Uma corda, um defeito muito
aparentado com a crítica, é a mania de fiscalizar, partindo da base de que
sempre existe “coelho no mato”. O paradigma pitoresco desse espírito de
suspeita é a figura lendária do marido que, todos os dias, ao chegar a casa,
aplica uma homérica surra na mulher e nos filhos, e esclarece depois: “Não sei
o que eles fizeram, mas eles sabem...”
Há pais que parecem estar
sempre a fazer uma auditoria na mulher e nos filhos, com um bloco de multas e o
Código Penal na mão. A alguns deles, costumo chamá-los, brincando, “Catão, o
Censor” [i].
E o mesmo se poderia dizer
de certas mães, que mostram uma eterna desconfiança para com os filhos.

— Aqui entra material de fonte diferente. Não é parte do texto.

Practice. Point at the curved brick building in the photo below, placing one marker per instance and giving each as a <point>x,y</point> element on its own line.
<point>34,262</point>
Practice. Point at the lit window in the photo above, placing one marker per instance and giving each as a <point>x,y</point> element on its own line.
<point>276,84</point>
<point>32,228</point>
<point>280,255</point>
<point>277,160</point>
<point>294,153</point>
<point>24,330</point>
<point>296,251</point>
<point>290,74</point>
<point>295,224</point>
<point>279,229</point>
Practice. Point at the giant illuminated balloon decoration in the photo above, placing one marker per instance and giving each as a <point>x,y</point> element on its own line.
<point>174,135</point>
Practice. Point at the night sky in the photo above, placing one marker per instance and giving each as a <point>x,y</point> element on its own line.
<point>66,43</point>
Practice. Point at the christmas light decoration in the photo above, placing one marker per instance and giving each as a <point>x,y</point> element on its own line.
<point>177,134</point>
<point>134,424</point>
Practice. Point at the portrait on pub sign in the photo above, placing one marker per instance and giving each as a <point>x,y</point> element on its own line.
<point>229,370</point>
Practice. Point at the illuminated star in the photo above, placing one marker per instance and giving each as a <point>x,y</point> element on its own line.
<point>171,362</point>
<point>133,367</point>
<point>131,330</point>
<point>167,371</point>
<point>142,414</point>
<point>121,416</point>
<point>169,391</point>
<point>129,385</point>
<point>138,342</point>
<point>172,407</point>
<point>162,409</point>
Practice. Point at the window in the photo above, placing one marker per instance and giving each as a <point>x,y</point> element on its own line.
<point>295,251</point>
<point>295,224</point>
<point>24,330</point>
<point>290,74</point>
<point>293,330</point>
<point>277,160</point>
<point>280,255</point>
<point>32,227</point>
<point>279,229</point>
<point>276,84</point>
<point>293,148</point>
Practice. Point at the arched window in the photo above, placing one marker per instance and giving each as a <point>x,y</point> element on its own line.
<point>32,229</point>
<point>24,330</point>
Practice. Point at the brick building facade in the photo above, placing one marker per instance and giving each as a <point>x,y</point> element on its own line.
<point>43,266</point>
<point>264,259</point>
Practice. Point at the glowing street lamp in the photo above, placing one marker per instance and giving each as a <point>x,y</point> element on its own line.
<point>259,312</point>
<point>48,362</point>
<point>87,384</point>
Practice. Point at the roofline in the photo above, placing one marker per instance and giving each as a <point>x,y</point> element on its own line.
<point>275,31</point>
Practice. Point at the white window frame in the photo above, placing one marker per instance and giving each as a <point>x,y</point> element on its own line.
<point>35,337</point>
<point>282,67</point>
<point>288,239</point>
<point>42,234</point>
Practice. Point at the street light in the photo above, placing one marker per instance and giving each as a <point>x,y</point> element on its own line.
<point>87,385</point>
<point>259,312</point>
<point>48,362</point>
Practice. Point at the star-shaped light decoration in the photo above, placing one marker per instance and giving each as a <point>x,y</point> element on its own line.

Interrogam policialmente a todos sobre todas as coisas; vasculham gavetas,
papéis e armários à procura de “algo errado”; não acreditam no que eles dizem;
fazem complicadas pesquisas telefónicas para se certificar de que estiveram
mesmo lá onde disseram que iam; perguntam mil vezes a mesma coisa, para ver se
os apanham em contradição. Em consequência, os filhos exasperam-se, ficam fora
de casa o mais que podem e acabam caindo na teia de aranha das mentiras,
provocadas pela desconfiança dos pais.
Quando essa desconfiança se
dá entre marido e mulher, e degenera na doença mortal dos ciúmes, então a paz
familiar está à beira do naufrágio. O lar torna-se uma câmara de gás, cada vez
mais venenoso e asfixiante. O homem ou a mulher que se torturam, e torturam o
cônjuge, com a máquina mortífera dos ciúmes, deveriam compreender que só têm
duas saídas para esse beco letal: ou reconhecem que o ciúme é fruto de um
requintado orgulho (o da pessoa que se sente como uma divindade nunca
suficientemente adorada); ou aceitam o facto de que estão doentes, e vão-se
tratar com um bom especialista.
O que não é possível é dizer
“Eu sou ciumento” e continuar a transformar o lar num inferno.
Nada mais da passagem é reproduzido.